Ma douce Sœur,
Près de trois longues semaines déjà depuis ma dernière lettre, que tu as dû recevoir, je pense, depuis peu. Les nouvelles manquent de fraîcheur mais tu seras heureuse d’apprendre que je suis arrivée saine et sauve dans la Marche de la Camarde. A vrai dire, j’ai été plutôt agréablement surprise par les paysages de cette région khajiit, que j'ai pu contempler lors des longues journées à cheval. Il y avait au moins cela pour compenser le caractère renfrogné de l’ainée des Conti. Cette femme est d’une incroyable ambivalence : capable d’être la plus acharnée et vive des combattantes, elle se montre souvent froide et butée à mon égard. Je me demande encore par quel miracle elle a accepté de me laisser l’accompagner. Sans doute pense-t-elle que je le suis redevable de quelque chose. En tous cas, cela m'a amusé pendant tout le reste du trajet! Je ne doute pas que tu comprendras sans mal l’ironie d’une dette dans notre profession…
Mais je m’égare, encore, et je risque de me retrouver à court d’encre - et de forces - avant de t’avoir raconté le plus amusant de mon voyage. Figure-toi, chère Sœur de cœur, que Tide Conti – toujours elle – m’a abandonné à trois lieues de son domaine, situé sur les hauteurs d’Arenthia. Un messager du Domaine est venu à sa rencontre peu après notre arrivée à la Marche de la Camarde l’informant de je-ne-sais quel évènement sur le front. Il ne lui en fallait pas plus pour délaisser ma charmante compagnie ! Elle a tout de même envoyé prévenir chez elle de mon arrivée, mais j’avais quelques doutes quant aux consignes qu'elle y donnerait me concernant. Allais-je être présentée comme une nouvelle servante, une mercenaire, une saltimbanque ? Avec cette Conti, tout était possible.

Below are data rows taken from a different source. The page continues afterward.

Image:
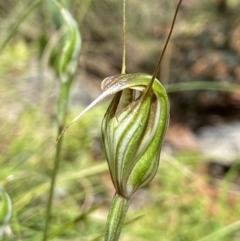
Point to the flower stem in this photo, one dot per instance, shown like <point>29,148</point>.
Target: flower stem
<point>116,217</point>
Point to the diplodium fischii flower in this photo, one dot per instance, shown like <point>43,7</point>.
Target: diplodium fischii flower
<point>133,129</point>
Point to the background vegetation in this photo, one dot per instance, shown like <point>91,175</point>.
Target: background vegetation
<point>180,204</point>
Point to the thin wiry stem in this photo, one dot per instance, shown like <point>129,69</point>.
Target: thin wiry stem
<point>165,47</point>
<point>124,39</point>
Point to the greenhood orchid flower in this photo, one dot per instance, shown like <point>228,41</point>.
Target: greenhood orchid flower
<point>133,129</point>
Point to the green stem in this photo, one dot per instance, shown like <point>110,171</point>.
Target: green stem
<point>116,217</point>
<point>62,112</point>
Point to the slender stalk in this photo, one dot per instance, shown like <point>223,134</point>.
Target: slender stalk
<point>165,47</point>
<point>116,217</point>
<point>62,112</point>
<point>124,39</point>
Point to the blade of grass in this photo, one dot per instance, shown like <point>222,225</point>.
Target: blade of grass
<point>202,85</point>
<point>222,232</point>
<point>17,24</point>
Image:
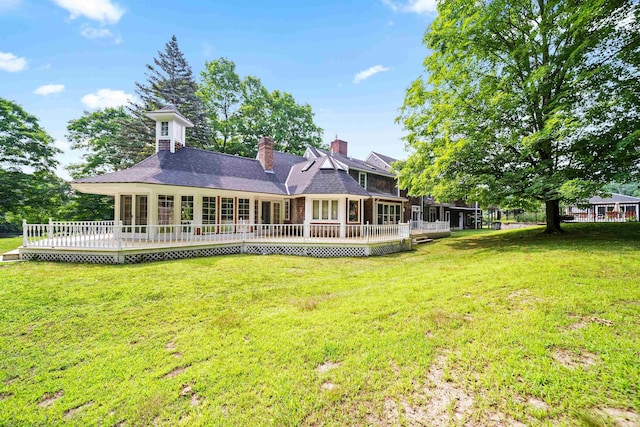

Ainsi donc laissée seule, je m’empressais de dénicher quelques informations en ville sur les hôtes de cette imposante demeure. Visiblement, il n’y avait plus que les enfants Conti à résider ici. Tide, qu’on voyait peu, toujours en guerre, et un certain Reno, bellâtre musculeux aux ordres de sa sœur. Le père, quant à lui, avait été déclaré mort ou disparu depuis quelques années. La famille semblait néanmoins appréciée par les habitants que je rencontrais et nombreux d’entre eux me parlaient du fils cadet avec chaleur. Il les avait déjà aidés à plusieurs reprises à calmer ou à faire reculer les forces coloviennes qui asservissent le pays.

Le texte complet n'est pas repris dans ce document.